Today the Bigelow made it past Cape Hatteras to do a little southern sampling. I'd hoped to get some spiny dogfish diet data from south of the Cape but it appears that at least this far offshore the spiny dogfish switch is set to "off." This is very interesting given that my own major professor and several of his students have done quite a bit of work on spiny dogfish south of Cape Hatteras. At least as far as this cruise is concerned, the spinies have been replaced with smooth dogfish.
That said, I managed to get nearly a hundred successful lavages in before crossing south of Hatteras. The entire fish community really does shift here, and this was exemplified by this first tow in the area, which brought up something completely different...
Something lurks beneath this pile of croaker, spot, and smooth dogfish.
The Bigelow is equipped with a large animal sling just for situations like this. By the way, that's an adult female sand tiger shark.
Measurements were taken and the shark was tagged. You can tell by the skin tone that it's still winter conditions in the water. Yes, sharks do tan.

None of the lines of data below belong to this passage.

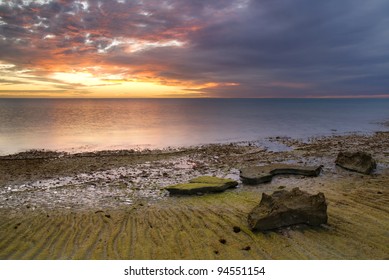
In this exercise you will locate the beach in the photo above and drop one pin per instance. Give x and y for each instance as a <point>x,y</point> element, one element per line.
<point>113,205</point>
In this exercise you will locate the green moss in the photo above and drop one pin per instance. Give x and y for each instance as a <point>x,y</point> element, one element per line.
<point>210,180</point>
<point>190,186</point>
<point>202,184</point>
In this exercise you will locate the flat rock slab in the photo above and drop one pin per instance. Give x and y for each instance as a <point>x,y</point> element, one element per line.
<point>203,184</point>
<point>356,161</point>
<point>262,174</point>
<point>285,208</point>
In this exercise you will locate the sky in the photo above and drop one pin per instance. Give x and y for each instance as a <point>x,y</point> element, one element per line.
<point>196,48</point>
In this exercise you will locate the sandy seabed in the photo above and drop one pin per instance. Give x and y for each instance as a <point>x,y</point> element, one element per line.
<point>112,204</point>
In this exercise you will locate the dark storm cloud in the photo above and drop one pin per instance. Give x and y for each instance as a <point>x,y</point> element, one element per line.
<point>269,47</point>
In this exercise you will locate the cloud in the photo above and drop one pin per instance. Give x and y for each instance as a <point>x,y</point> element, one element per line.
<point>279,48</point>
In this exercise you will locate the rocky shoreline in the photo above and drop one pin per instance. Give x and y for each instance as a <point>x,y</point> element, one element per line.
<point>114,205</point>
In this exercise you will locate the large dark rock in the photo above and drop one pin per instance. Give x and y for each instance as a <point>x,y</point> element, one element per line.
<point>286,208</point>
<point>356,161</point>
<point>203,184</point>
<point>262,174</point>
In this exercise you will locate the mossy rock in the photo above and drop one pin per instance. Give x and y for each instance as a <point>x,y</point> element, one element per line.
<point>203,184</point>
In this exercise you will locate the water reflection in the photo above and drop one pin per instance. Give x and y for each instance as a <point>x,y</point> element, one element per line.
<point>93,124</point>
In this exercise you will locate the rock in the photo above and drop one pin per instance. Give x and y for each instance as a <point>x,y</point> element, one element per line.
<point>356,161</point>
<point>203,184</point>
<point>262,174</point>
<point>286,208</point>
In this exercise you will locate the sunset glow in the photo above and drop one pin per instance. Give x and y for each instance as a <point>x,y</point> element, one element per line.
<point>234,48</point>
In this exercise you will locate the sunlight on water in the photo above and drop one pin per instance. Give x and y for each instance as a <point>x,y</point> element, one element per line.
<point>75,125</point>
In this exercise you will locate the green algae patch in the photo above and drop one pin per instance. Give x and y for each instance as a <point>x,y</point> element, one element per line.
<point>203,184</point>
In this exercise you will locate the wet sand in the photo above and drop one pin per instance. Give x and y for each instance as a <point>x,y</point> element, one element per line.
<point>112,205</point>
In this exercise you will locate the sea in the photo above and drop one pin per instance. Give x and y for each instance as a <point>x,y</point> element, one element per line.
<point>79,125</point>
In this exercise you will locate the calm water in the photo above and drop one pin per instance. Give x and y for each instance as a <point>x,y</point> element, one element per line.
<point>94,124</point>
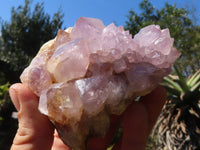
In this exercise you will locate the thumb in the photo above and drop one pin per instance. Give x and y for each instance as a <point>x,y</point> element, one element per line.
<point>35,131</point>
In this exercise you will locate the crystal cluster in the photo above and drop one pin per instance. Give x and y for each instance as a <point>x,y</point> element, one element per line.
<point>91,71</point>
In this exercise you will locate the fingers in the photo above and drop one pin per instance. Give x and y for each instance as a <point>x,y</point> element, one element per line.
<point>35,131</point>
<point>103,143</point>
<point>134,127</point>
<point>153,103</point>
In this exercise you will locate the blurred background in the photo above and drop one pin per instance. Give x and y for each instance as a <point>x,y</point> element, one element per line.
<point>27,24</point>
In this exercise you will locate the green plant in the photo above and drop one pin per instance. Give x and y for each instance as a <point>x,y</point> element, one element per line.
<point>8,125</point>
<point>178,127</point>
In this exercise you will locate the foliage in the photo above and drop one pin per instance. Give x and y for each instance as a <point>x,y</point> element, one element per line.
<point>182,28</point>
<point>179,124</point>
<point>23,36</point>
<point>7,123</point>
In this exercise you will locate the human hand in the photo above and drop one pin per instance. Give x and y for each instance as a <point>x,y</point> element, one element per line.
<point>37,133</point>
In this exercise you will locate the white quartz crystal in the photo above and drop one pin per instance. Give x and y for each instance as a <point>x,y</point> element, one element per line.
<point>91,71</point>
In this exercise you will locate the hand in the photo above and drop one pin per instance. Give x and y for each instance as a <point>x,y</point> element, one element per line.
<point>37,133</point>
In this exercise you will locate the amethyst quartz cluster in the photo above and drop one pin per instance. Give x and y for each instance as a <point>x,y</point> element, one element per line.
<point>91,71</point>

After being measured and tagged, the 2.3 meter (over 6 feet!) shark was lowered back into the water.
Badass stuff, even if the spiny dogfish action has dropped precipitously. Right now I'm taking the opportunity to relax (and catch up on some school-related work) in preparation for another marathon sampling session. We'll be looping back up through the offshore stations off of North Carolina, where I expect to pick up dogfish from some different demographics.